Details of suspects named in the indictment and the charges against them were not released.
Hariri was killed along with 22 other people by a huge truck bomb blast on February the 14th, 2005, on Beirut's Mediterranean sea front.
Sheik Hassan Nasrallah, leader of Shiite militant group Hezbollah, said last year he expects members of his group to be indicted, a move that many fear could re-ignite sectarian violence that has erupted repeatedly in the tiny nation.
The Iranian and Syrian-sponsored group fiercely denies any role in the killing.
Hariri was a Sunni, and many Lebanese worry that if the tribunal draws links between the assassination and Hezbollah it could provoke bloodshed between Lebanon's Shiite and Sunni communities.
Tribunal registrar Herman van Hebel said in a statement that prosecutor Daniel Bellemare sent the indictments to Judge Daniel Fransen, who must decide whether to confirm or dismiss them or ask for more evidence.
A billionaire businessman, Hariri was credited with rebuilding Lebanon after its 15-year civil war ended in 1990.
Fransen is expected to take six to 10 weeks studying the evidence before reaching a decision.
The names of suspects and evidence against them will only be released if he decides the evidence is strong enough to merit putting them on trial.
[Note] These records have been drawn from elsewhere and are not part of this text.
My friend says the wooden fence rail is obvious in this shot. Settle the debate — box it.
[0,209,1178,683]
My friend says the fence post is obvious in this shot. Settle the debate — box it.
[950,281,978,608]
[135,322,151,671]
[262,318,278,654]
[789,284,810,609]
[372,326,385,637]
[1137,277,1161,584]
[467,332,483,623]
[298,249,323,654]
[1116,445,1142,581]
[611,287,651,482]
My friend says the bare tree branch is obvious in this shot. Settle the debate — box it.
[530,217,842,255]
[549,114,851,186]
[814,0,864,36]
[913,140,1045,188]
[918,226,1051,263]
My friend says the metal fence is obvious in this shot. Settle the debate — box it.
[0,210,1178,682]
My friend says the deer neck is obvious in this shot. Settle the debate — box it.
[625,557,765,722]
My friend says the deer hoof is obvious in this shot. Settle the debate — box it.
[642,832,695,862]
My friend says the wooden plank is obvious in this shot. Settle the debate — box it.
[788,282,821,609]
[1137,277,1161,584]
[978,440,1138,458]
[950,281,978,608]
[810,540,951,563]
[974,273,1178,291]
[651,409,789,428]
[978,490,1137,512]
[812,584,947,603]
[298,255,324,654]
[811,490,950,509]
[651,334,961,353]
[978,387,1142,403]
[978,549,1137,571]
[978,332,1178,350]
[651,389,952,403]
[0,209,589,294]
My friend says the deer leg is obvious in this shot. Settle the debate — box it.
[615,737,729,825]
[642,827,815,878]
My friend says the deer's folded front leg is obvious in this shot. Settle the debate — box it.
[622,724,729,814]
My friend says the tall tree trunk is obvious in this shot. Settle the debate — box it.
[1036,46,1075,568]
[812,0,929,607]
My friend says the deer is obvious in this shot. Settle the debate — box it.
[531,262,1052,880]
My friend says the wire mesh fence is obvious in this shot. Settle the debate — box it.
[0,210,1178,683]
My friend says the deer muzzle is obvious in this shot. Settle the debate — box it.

News of the indictment came as Lebanon's government has been plunged into turmoil by the resignation last week of Hezbollah and its allies from a broad coalition administration led by Hariri's son, Saad, who remains as caretaker prime minister until a new government is formed.
Hezbollah quit the government after Saad Hariri refused to renounce the UN-backed tribunal investigating his father's killing.